Y ahora, justo ahora, me vinieron a la cabeza las palabras de Jack y de Emma, ¿Cómo podía ser que...? Entonces, ¿No me habían dado una beca?
-No me dieron ninguna beca, ¿Verdad?-Dije, intentando pensar que Emma y Jack no tenían razón y que así mi hermana no me hubiese engañado, pero desgraciadamente...
-No.-Dijo secamente mi hermana.
-Entonces, ¿Por qué estoy aquí?-Pregunté intrigada.
-A ver, es que... todo esto es difícil de explicar, nunca he deseado tener esta conversación.
-¿Qué pasa Lizz? Me estás asustando.
-Estás aquí, desgraciadamente, porque este es un Internado de...
-Ángeles caídos...-Así que ella lo sabía, no podía ser.
-¡Aléjate de ella!- Dijo una voz masculina que enseguida reconocí.
Al girarnos, vi a Jack y a la directora Reeve acercándose hacia nosotras.
-Lizz, no puedes estar aquí, y lo sabes perfectamente.-Dijo la directora, fulminándola con la mirada."¿Cómo puede ser que la conozca, si ella no me acompaño siquiera el primer día?"
-Tranquila, tranquila, baja ya los humos. Ya me marcho.
Me quedé petrificada, ¿Quién era esa? ¿Y qué había hecho con mi hermana? Lizz era de hablar dulcemente, no como una cualquiera.
-Señora Reeve, perdone a mi hermana, no creo que haya querido hablarle así.-Dije, encubriendo a Lizz.

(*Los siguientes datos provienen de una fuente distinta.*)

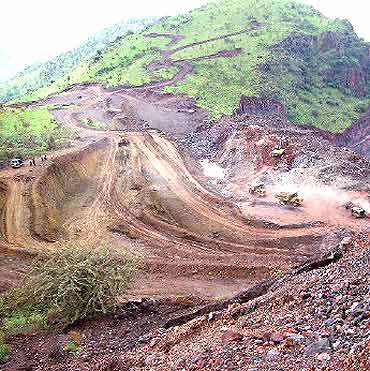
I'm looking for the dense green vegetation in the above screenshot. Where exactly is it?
[0,18,155,102]
[0,248,136,364]
[0,107,74,160]
[0,0,370,132]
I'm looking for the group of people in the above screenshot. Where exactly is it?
[30,155,48,166]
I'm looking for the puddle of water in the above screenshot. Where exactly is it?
[200,159,226,179]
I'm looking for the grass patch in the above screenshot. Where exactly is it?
[81,118,106,130]
[0,331,11,364]
[0,108,74,159]
[3,0,370,132]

-¡Que no eres mi hermana! -Gritó de tal manera que me quedé plantada, en shock, sin saber que hacer ni como reaccionar.
Mi hermana, bueno, o lo que fuese, se fue corriendo del internado y el peso de mi cuerpo cayó de rodillas sobre el césped del patio, donde minutos antes, habíamos estado desayunando como una familia, como una de mentira.
Al momento, Jack se agachó junto a mí y me abrazó.
-Tranquila, ya ha pasado todo.
Y lo siguiente que noté, fue una lágrima recorriendo mi mejilla.